Kamala Harris en el café triste
A la candidata demócrata le toca convencer ahora a los votantes que han quedado marginados del sueño americano
La cuestión sería saber cómo vieron el debate entre Kamala Harris y Donald Trump los habitantes de esos pueblos y ciudades de los Estados que van a ser decisivos a la hora de inclinar la balanza por una u otro en las elecciones de noviembre: Pensilvania, Wiscons...
La cuestión sería saber cómo vieron el debate entre Kamala Harris y Donald Trump los habitantes de esos pueblos y ciudades de los Estados que van a ser decisivos a la hora de inclinar la balanza por una u otro en las elecciones de noviembre: Pensilvania, Wisconsin, Míchigan, Nevada, Arizona, Georgia y Carolina del Norte. Los analistas y los creadores de opinión le dieron la victoria a Harris: se movió con más desenvoltura, sacó de quicio a su rival, acudió a la cita mucho más preparada, se lo tomó en serio y se explicó bien. También la encuesta que realizó la CNN entre los votantes registrados consideró que lo había hecho mejor la actual vicepresidenta, el 63%, que el expresidente, el 37%. Trump dijo algunos disparates muy notables, como ese de los inmigrantes que se comen a los perros, los gatos y las mascotas de los estadounidenses. Son argumentos —si pueden llamarse argumentos— que producen risa. Y Kamala Harris se rió. El problema podría ser que en algunos lugares se interpretara que se estaba riendo de su rival, y no de sus ocurrencias, y le atribuyeran un exceso de suficiencia.

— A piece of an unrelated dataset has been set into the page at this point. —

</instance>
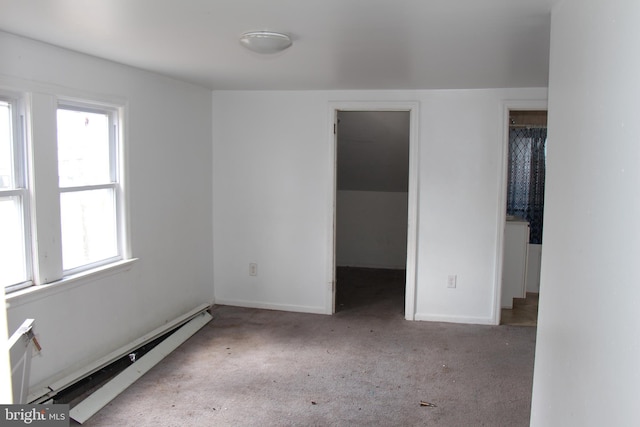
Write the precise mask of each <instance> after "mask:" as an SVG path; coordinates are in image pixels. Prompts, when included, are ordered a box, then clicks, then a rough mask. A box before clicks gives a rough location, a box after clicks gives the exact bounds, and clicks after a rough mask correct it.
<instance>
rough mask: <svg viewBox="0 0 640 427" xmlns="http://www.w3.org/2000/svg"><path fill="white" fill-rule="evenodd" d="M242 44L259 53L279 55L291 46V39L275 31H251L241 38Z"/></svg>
mask: <svg viewBox="0 0 640 427" xmlns="http://www.w3.org/2000/svg"><path fill="white" fill-rule="evenodd" d="M240 44H242V45H243V46H244V47H246V48H247V49H249V50H251V51H253V52H257V53H265V54H268V53H278V52H280V51H283V50H285V49H286V48H288V47H289V46H291V44H292V42H291V37H289V35H288V34H284V33H275V32H273V31H250V32H248V33H244V34H243V35H242V36H241V37H240Z"/></svg>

Es difícil saber los resortes que terminan por inclinar el voto de la gente. Todavía queda un trecho largo para que se pongan las urnas y a Kamala Harris le toca la ardua tarea de seducir a aquellos que aún no han caído en la retórica trumpista del héroe que va a salvar a los que han sido empujados por las élites a la ruina.
A principios de los cincuenta, Carson McCullers publicó La balada del café triste (Seix Barral), que se desarrolla en un pueblo de Georgia “solitario y triste” y que está “como perdido y olvidado del resto del mundo”. Hay unas cuantas casas, una fábrica que da trabajo a buena parte de sus habitantes, y casi siempre no hay nada que hacer. “Los inviernos son cortos y crudos y los veranos blancos de luz y de un calor rabioso”. Carson McCullers cuenta la historia de Miss Amelia, del jorobado primo Lymon, del tóxico Marvin Macy y también, como telón de fondo, del puñado de personas que los rodean. Un día, y de una manera casual —se abrieron algunas botellas y un par de cajas de galletas y se compartieron con los que estaban allí—, el almacén de Miss Amelia dio el primer paso para convertirse en un café. Y Carson McCullers explica que aquel lugar terminó por ser “el punto central y cálido del pueblo”.
“Pero no era sólo el calor, los adornos y la iluminación los que hacían al café tan precioso para el pueblo; había una razón más honda”, escribe. “Y aquella razón estaba relacionada con cierto orgullo que hasta entonces no se había conocido por aquí. Para comprender este nuevo orgullo hay que tener en cuenta el poco valor de la vida humana”. Y la escritora se refiere entonces a que, en ese rincón olvidado de Estados Unidos, “la vida llegaba a convertirse en una larga y turbia lucha para conseguir lo necesario para mantenerse vivos”. Y añade después: “Cuántas veces, después de haber estado uno sudando y esforzándose, y al ver que las cosas no se le arreglan, se le mete a uno en el fondo del alma el sentimiento de que no vale gran cosa”.
El caso es que aquel café les dio a esos seres indefensos y abandonados un poco de compañía y ese “cierto orgullo” del que habla Carson McCullers. A Kamala Harris le toca ahora, para ganar en esos lugares desvalidos de su país, devolverles a sus habitantes el orgullo que han perdido. Y llegar a ellos consiguiendo ser más convincente que las formulas simplistas y demagógicas del magnate Donald Trump.